At the same time linear questing inhibits a person’s ability to explore and make their own path in the world. Also it often forces a player to complete quests they may find less enjoyable or bothersome as they are unable to progress unless they do. This type of system also limits player to player interaction as each individual may be on a different level of the quest chain and unable to work together. This problem became even more evident in World of Warcraft when they introduced heavily phased content where two players may not even see the same thing.
On the other side of the coin, open ended questing is often harder to learn and navigating the game world is often trickier and confusing. Players may also miss entire quest groups all together if they miss or are unable to find a quest hub. This system is a lot less organized and efficient, but this is also one of its positives for some. Personnel freedom to go where you want and do what you want is usually better than being told where to go. Also players can drop a quest and never complete it with limited penalty if they so choose to do so.
In my gaming life I have encountered both styles. In World of Warcraft, a game I have played from the beginning, I have seen both open ended questing (Vanilla, Burning Crusade) to Linear (Wrath and Cataclysm). In WoW the difference in play style has been dramatic where leveling in “Vanilla” gave very little direction and often players would not have even visited entire areas of the world. Today’s game has been completely changed with the Cataclysm expansion. Lower level questing as well as 80-85 leveling has become very linear as a player is heavily guided from one place to the next.
I did enjoy leveling my character from 80 to 85 and some of the new early level content, but overall I didn’t get the sense of danger or an expansive world I got in the earlier game. In fact it felt very much like a single player game. In contrast if I look at my early mail wearing Pally days life was very different. I felt immersed in the larger world around me and often had feelings of concern over where I was. Even though I rarely saw another player while leveling when I did discover a new place and saw the people milling about it almost felt like I had stumbled forth from a dessert to find a small island of civilization. This also gave me the feeling that I was doing something right, as I was able to navigate the wilds and discovered further quests to do.
Now in other games namely EVE and Star Trek Online the questing system is very open ended with little to no direction. When I first played both games learning where to go and how to get there was somewhat daunting. This I’m sure led to more than one player giving up in the beginning. EVE with its very high learning curve for the general game play tried to make things easier by introducing starter quests, but after these few quick missions your pretty much on your own. To some players this is gaming nirvana, but to the general player base it can appear to be too much to bother with.
STO on the other hand was not nearly as hard to figure out as EVE, but I still had some initial difficulty finding where to go in a semi large galaxy. Quest text didn’t help much either as only a couple of words are used to tell you where to go to find quests. Also in STO quests can be turned in remotely by contacting the quest giver via the quest interface. This is nice, but it also cuts down the amount of back and forth (Map learning) a player will have to do. I enjoyed my time on EVE and still play STO, but I got to admit that in the beginning I found the games a bit confusing or hard to navigate. Then again I really enjoy the freedom of not being forced down a singular path.
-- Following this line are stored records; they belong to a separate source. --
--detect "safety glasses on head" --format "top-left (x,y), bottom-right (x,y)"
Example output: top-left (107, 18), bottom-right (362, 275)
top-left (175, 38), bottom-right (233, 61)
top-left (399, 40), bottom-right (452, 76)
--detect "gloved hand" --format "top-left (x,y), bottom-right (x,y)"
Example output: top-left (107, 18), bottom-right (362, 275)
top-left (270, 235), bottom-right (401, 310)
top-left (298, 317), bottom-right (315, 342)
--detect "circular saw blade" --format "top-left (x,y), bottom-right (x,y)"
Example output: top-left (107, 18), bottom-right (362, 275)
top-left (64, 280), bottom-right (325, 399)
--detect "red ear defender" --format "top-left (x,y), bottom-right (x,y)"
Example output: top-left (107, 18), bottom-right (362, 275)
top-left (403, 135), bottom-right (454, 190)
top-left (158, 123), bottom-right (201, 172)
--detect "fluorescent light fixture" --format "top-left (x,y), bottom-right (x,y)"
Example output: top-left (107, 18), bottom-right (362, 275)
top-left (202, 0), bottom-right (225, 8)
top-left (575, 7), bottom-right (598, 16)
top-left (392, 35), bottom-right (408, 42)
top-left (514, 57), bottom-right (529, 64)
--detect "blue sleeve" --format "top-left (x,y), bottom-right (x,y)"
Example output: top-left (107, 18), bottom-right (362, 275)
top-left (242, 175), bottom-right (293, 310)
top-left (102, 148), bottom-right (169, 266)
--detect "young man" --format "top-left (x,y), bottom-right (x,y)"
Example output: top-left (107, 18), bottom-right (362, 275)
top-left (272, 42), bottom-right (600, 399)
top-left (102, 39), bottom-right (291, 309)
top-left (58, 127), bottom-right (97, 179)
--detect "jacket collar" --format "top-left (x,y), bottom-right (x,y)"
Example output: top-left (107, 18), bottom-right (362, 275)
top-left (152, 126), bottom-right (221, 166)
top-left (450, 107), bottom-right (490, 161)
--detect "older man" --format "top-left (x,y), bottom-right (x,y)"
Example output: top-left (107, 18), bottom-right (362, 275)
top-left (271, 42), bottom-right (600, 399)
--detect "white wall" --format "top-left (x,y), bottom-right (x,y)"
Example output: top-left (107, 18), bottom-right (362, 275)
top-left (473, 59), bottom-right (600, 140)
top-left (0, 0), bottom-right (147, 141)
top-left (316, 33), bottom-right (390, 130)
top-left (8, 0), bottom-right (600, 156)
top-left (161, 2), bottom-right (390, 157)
My ideal quest system would include a lot of open ended questing with a little help from an overall linear design. What I mean by this is have a guiding main story arc with a linear design to guide players from place to place, but have the majority of quests be placed in an open ended system where players can choose the ones that they feel are mandatory. Give us some street signs, but don’t build walls along the way either. If I wander off into the wilderness only to emerge further down the road at a new location, don’t make it so no one there wants to talk to us because we hadn’t helped their cousin bob yet back at the last rest stop.